Impact on elections

Rise of the Labour Party

In the 1918 election the Labour Party gained one-third of all votes cast in Scotland. By the mid-1920s the Labour Party had replaced the Liberals as one of the nation’s two major political parties.

Some argue that Labour's success in Scotland had much to do with Red Clydeside but there were several other reasons for the sudden rise in the popularity of the Labour Party. These include the Representation of the People Act of 1918 that gave the right to vote to all men over 21 and women over 30, who met minimum property qualifications.

Also, the ILP and the main Labour Party were closely linked in the minds of the new working class voters. Both the ILP and the Labour Party campaigned for reforms in housing and health after the war. Their focus on local issues was a major reason for Labour’s success in the 1920s.

The Labour Party also developed policies to deal with post-war problems, such as minimum wage and control of industry. This was popular with many in Scotland. They also benefitted from the growth in Trade Union membership.

Fall of the Liberal Party and the rise of the Conservatives

The Labour party also benefitted from the collapse of the Liberal Party, which had largely been caused by British participation in World War One.

The Liberal Party had certain core beliefs at its heart, one of which was that the state should intervene as little as possible in everyday life. However, as the war dragged on the government increasingly controlled what people could and could not do. The resulting arguments within the party weakened the organisation and demoralised party workers.

The Liberal Party was also split by rivalry between Prime Minister Herbert Asquith and his replacement in 1916, David Lloyd George. The election that followed the end of the war marked the end of the Liberals as a powerful, united party.

The Conservative Party benefitted from the fears of the Scottish middle and upper classes, suggesting that only they could protect their interests now that the Liberals were no longer an effective force. To a worried middle class the events of ‘Red Clydeside’ seemed to provide proof that a communist revolution was imminent.

Conservatives also benefitted from being viewed as the party of law and order, especially in the aftermath of the George Square riots.

Homes fit for 'heroes'

Another reason why the Liberal party declined in Scotland was due to their failure to deliver on a key promise. Towards the end of the war, Prime Minister David Lloyd George promised that returning soldiers would have ‘homes fit for heroes’. This meant more than just a good quality house; it meant that Britain would provide a higher standard of living for all.

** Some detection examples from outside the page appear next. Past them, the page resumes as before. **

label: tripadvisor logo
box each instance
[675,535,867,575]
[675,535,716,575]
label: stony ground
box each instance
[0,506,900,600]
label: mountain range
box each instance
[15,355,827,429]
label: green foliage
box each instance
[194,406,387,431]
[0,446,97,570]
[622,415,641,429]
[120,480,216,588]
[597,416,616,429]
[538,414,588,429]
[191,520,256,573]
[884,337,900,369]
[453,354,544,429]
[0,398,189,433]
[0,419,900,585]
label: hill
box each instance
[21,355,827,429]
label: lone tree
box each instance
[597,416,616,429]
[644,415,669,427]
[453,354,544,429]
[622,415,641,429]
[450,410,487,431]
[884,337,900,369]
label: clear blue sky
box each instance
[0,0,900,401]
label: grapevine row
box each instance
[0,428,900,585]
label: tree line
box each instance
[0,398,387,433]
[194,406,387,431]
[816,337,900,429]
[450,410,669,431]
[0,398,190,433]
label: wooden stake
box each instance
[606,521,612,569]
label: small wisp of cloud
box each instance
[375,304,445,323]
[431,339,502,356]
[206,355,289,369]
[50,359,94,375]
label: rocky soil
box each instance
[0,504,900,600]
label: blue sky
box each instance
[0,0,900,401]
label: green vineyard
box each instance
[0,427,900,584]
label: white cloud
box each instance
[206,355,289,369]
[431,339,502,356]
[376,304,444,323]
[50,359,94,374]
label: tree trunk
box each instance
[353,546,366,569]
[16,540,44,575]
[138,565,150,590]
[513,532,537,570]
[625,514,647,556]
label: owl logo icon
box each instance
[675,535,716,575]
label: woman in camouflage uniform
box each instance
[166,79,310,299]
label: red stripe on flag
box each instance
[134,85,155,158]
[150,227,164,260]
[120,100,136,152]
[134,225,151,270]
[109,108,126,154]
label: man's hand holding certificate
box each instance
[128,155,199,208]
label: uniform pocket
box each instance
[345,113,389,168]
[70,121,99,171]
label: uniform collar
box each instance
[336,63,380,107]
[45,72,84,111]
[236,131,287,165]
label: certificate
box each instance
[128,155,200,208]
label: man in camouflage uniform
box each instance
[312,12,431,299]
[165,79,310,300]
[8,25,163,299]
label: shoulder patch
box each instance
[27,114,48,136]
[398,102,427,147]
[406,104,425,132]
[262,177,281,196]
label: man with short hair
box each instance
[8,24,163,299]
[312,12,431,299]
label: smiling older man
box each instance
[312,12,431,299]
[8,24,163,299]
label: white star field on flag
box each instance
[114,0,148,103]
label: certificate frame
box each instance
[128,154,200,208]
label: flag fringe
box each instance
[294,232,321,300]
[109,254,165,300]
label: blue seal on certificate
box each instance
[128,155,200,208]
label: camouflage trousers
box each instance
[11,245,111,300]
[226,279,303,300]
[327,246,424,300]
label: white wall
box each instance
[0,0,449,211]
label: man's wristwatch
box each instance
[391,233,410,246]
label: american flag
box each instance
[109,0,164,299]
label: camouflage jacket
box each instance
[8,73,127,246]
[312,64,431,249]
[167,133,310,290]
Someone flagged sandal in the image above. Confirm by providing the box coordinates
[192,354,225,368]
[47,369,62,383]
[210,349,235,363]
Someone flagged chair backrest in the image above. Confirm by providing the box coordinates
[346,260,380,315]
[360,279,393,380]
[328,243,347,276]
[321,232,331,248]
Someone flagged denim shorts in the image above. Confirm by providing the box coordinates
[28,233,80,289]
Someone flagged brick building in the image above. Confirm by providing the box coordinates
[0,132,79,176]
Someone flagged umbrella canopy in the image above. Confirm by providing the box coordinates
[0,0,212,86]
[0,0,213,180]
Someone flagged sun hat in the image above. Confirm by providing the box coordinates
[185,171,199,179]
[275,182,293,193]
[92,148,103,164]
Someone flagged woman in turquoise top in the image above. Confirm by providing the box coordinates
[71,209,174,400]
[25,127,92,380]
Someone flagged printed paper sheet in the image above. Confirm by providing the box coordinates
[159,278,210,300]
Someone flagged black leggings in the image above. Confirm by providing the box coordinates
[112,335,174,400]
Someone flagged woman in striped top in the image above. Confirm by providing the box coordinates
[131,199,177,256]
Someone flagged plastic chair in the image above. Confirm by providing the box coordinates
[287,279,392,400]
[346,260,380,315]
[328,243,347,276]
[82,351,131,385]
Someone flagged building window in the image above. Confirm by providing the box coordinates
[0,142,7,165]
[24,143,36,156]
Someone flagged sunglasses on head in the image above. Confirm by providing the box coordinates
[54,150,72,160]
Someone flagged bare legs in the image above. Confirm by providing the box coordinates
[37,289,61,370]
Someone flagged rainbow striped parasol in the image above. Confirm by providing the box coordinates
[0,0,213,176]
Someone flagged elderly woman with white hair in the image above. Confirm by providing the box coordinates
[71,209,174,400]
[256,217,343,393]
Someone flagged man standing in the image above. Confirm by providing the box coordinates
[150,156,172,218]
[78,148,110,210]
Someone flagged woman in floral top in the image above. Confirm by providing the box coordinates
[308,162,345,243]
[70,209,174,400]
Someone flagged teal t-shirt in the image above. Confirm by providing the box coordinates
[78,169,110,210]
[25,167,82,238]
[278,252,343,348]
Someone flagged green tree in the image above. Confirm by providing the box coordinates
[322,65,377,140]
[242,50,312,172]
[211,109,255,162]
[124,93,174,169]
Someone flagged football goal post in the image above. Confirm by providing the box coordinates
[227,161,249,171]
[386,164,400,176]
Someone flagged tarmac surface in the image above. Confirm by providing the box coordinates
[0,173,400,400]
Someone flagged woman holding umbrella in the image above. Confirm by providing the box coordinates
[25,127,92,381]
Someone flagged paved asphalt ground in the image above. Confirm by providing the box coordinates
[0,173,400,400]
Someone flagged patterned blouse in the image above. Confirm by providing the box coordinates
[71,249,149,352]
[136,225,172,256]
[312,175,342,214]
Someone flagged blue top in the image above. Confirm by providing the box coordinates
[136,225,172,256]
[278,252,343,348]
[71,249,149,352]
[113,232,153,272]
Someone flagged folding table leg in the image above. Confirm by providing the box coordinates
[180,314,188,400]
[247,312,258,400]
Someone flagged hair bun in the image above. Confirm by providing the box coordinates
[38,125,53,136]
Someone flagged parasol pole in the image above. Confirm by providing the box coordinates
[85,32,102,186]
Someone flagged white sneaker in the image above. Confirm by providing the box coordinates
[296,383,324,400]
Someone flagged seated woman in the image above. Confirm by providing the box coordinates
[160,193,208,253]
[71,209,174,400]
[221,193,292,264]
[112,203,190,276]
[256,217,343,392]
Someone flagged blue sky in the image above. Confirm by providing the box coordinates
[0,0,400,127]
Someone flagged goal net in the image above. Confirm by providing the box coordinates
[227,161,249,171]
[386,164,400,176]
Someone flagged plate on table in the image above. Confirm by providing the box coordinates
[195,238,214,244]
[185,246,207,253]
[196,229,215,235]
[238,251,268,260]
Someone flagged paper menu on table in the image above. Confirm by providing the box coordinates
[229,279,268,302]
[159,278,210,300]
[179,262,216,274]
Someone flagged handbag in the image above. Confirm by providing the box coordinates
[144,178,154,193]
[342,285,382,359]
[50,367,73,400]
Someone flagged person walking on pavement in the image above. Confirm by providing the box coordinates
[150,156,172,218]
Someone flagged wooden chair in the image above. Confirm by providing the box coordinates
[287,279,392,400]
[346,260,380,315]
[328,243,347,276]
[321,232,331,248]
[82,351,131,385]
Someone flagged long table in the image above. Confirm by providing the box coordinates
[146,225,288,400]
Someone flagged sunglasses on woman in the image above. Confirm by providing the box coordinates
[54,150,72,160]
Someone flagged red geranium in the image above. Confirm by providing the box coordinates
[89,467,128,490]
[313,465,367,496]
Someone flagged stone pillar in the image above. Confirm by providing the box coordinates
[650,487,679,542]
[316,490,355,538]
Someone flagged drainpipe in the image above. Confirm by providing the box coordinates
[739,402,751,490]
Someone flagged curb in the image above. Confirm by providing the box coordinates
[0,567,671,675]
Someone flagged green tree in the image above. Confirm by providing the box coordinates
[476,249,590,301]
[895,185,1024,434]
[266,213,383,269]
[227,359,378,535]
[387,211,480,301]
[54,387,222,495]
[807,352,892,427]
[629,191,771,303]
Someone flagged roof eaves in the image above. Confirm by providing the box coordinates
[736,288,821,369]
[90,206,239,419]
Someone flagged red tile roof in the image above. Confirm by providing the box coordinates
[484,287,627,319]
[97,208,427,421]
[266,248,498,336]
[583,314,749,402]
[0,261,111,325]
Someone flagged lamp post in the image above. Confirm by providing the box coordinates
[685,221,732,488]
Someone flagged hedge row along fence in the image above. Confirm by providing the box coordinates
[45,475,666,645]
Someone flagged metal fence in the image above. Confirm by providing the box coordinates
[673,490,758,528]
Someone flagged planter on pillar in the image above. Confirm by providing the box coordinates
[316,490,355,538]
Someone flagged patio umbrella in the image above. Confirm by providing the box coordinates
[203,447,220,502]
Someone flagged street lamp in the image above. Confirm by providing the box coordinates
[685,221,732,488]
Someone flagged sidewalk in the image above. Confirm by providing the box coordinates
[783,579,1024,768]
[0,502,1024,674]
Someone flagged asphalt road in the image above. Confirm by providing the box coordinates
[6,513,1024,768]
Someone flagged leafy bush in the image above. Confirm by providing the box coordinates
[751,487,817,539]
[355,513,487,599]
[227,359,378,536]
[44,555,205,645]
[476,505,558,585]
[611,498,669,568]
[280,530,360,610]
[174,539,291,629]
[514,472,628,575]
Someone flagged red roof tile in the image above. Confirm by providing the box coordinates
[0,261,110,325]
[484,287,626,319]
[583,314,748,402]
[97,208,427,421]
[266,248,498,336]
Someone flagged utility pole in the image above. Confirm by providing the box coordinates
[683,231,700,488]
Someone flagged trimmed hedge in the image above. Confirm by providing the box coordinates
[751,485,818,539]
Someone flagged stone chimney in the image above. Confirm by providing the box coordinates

The 1917 Royal Commission discovered that housing throughout Scotland was terrible. There was widespread overcrowding, many villages and towns had little sanitation, homes were poorly ventilated and lit, and many families lived in one-roomed houses.

Two laws were passed to try to address this:

  • 1919 Addison’s Act – promised funding for 500,000 homes, although only 213,000 were built.
  • 1924 Wheatley Housing Act – more houses to be built with indoor toilets, electricity and gardens.

However, generally Scottish housing remained poor and people were disappointed at the lack of progress made by the Liberals in this area.